(Nanowerk News) MIT engineers have developed small robots that can help drug delivery nanoparticles squeeze out the path from the bloodstream and the tumor or other disease site. Like Fantastic Voyage Crafts – a 1960s science fiction film in which the underwater crew shrinks and exits the body to repair damaged cells – robots fly through the bloodstream, creating a current that drives nanoparticles along with them.
Magnetic microbobots inspired by bacterial motility could help overcome one of the biggest obstacles to delivering drugs with nanoparticles: getting particles out of the blood vessels and accumulating in the right place.
"When you put nanomaterials into the bloodstream and target the affected tissues, the biggest obstacle to getting this kind of cargo into the tissues is the blood vessel lining," says Sangeeta Bhatia, Professor of Health Sciences and Computer and Electronics and Computer Science, member of MIT Koch Integrated Cancer Research Institute and its members. Institute of Medical Engineering and Science, as well as senior research author.
"Our idea was to find out if you can use magnetism to create liquid forces that cause nanoparticles to tissue," adds Simone Schuerle, a former MIT postdoc and leading author who appears Science Development ("Robotically Controlled Micropar to Solve Initial Attack Modes Before Phagocytosis").
In the same study, the researchers also showed that they can achieve a similar effect using naturally occurring bacteria. Each of these approaches could be suitable for different types of drug delivery.
Schuerle, now a associate professor at the Swiss Federal Institute of Technology (ETH Zurich), first started working on a small magnetic robot as a graduate at Brad Nelson Multiscale Robot Laboratory ETH Zurich.
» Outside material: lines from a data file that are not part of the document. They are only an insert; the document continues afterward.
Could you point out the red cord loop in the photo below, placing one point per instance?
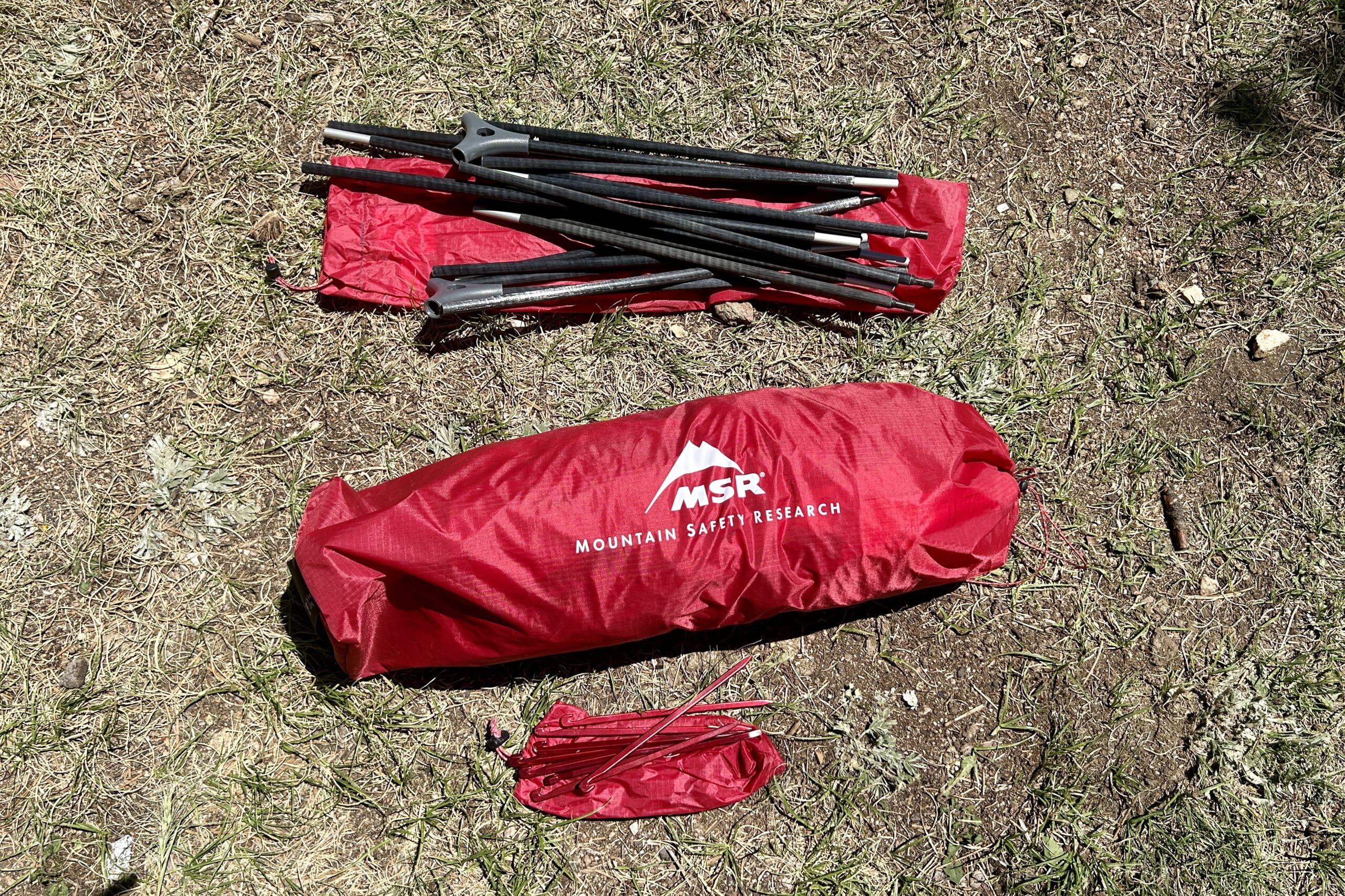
(1027, 485)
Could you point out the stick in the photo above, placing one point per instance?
(1175, 516)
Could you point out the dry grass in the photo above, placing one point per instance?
(1164, 722)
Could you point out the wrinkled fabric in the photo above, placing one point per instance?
(710, 513)
(381, 243)
(676, 786)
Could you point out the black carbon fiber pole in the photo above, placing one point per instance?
(692, 152)
(680, 240)
(469, 300)
(421, 182)
(546, 276)
(848, 204)
(671, 171)
(544, 264)
(588, 233)
(668, 220)
(572, 150)
(599, 187)
(399, 133)
(342, 131)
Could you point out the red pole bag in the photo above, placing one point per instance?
(712, 513)
(380, 244)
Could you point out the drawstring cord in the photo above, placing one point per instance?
(273, 276)
(1028, 486)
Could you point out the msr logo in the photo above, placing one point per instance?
(704, 456)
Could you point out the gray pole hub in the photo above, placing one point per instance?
(483, 139)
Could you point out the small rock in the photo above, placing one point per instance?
(267, 228)
(1267, 342)
(736, 312)
(167, 368)
(1164, 648)
(1194, 294)
(75, 676)
(118, 864)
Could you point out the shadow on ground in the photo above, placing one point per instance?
(304, 626)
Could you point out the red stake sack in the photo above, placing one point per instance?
(710, 513)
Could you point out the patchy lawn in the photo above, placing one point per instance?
(1158, 722)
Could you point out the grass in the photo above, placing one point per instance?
(1161, 723)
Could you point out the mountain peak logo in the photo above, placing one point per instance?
(705, 456)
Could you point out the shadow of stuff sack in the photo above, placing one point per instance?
(710, 513)
(381, 241)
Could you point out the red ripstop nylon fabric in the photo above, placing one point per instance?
(381, 243)
(673, 786)
(710, 513)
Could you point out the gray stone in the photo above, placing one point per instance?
(736, 312)
(75, 676)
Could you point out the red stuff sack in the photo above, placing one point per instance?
(712, 513)
(674, 786)
(381, 243)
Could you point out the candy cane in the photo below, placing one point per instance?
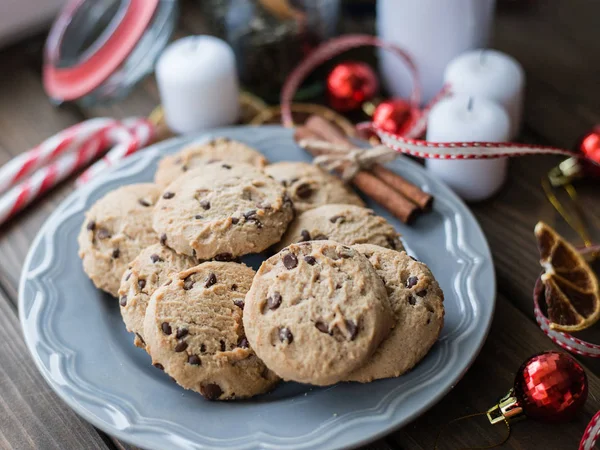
(67, 153)
(68, 140)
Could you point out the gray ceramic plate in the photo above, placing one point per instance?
(80, 345)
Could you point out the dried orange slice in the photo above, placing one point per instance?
(571, 287)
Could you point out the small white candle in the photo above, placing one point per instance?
(198, 84)
(433, 32)
(491, 74)
(463, 118)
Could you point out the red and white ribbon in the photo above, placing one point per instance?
(409, 142)
(590, 436)
(33, 173)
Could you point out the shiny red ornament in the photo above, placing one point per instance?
(589, 146)
(551, 386)
(350, 84)
(394, 116)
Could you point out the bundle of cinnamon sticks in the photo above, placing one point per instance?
(400, 197)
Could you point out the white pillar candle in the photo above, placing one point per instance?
(433, 32)
(198, 84)
(491, 74)
(462, 118)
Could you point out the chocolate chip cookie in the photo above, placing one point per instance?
(418, 305)
(346, 224)
(194, 332)
(309, 186)
(222, 211)
(146, 273)
(221, 149)
(316, 312)
(116, 229)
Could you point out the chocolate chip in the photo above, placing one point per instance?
(188, 283)
(352, 329)
(166, 328)
(210, 280)
(290, 261)
(181, 332)
(211, 391)
(194, 360)
(181, 346)
(304, 191)
(274, 300)
(305, 236)
(391, 242)
(103, 233)
(239, 303)
(310, 260)
(322, 327)
(285, 335)
(223, 257)
(412, 281)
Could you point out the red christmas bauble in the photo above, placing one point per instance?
(350, 84)
(589, 146)
(394, 116)
(551, 386)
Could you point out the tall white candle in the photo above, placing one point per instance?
(491, 74)
(198, 84)
(464, 118)
(433, 32)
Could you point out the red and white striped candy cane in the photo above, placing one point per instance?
(67, 153)
(68, 140)
(131, 135)
(408, 143)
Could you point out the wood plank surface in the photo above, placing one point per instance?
(554, 40)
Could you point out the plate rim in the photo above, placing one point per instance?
(386, 428)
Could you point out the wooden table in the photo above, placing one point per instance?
(556, 41)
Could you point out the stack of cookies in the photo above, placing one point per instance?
(339, 300)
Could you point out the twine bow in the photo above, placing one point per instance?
(347, 160)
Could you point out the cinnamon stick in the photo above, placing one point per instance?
(378, 190)
(409, 190)
(329, 132)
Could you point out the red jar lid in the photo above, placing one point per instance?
(76, 81)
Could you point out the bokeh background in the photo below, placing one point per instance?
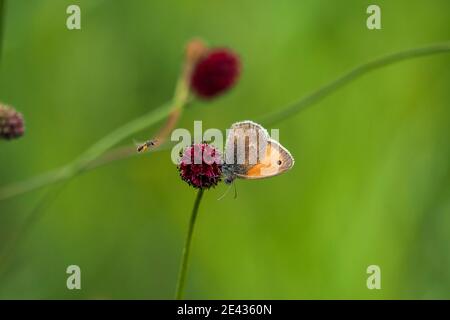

When she arrived at the Bhatia Laboratory as a postdocument in 2014, she began to investigate whether such a bot could help improve the delivery of nanoparticles.
In most cases, researchers turn to nanoparticles to the disease sites surrounded by blood vessels such as tumors. This facilitates the penetration of particles into tissues, but the delivery process is still not as effective as needed.
The MIT team decided to investigate whether the forces generated by magnetic robots could offer a better way to squeeze particles out of the bloodstream and target.
The robots used by Schuerle in this study are 35 centimeters long, similar to one cell, and can be controlled using an external magnetic field. This bio-spotted robot, called researchers' flagellum of artificial bacteria, consists of a small spiral similar to the flag used by many bacteria to direct themselves. These robots are 3-D printed with a high-resolution 3-D printer and then coated with nickel that makes them magnetic.
To test the ability of a single robot to control nearby nanoparticles, researchers developed a microfluidic system that mimics blood vessels that surround tumors. In its system, a channel from 50 to 200 microns is lined with a gel containing holes to simulate damaged blood vessels visible to the tumors.
Using external magnets, the researchers used the robotic magnetic fields that rotate the spiral and swim through the channel. As the fluid flows through the channel in the opposite direction, the robot remains stationary and generates convection current that encourages 200 nanometer polystyrene particles on the tissue of the model. These particles penetrated twice as far into the tissue as the nanoparticles supplied without the magnetic robot.
This type of system could be embedded in stents that are stationary and easily positioned with an externally applied magnetic field. Such an approach might be helpful in delivering drugs that help reduce inflammation in the stent site, Bhatia says.
The researchers also developed a variant of this approach based on naturally magnetotactic bacterial fungi rather than microbobot. Bhatia has previously developed bacteria that can be used to deliver anticancer drugs and diagnose cancer using the natural tendency of bacteria to accumulate in disease sites.
In this study, researchers used bacteria called Magnetospirillum magneticum, which naturally produce iron oxide chains. These magnetic particles, known as magnetosomes, help the bacteria to navigate and find the desired environment.
The researchers found that by placing these bacteria in the microfluidic system and using rotating magnetic fields in certain directions, the bacteria began to synchronize and move in the same direction by pulling all the nearby nanoparticles. In this case, the researchers found that nanoparticles were inserted into the tissue of the model three times faster than when the nanoparticles were supplied without magnetic aid.
This bacterial approach could be better suited for drug administration in situations such as a tumor, where the gloss externally controlled without visual feedback can produce fluid forces in blood vessels throughout the tumor.
The particles that researchers used in this study are large enough to carry large loads, including the components needed for the CRISPR genome editing system, Bhatia says. Now she plans to work with Schuerle to further develop both of these magnetic approaches for testing animal models.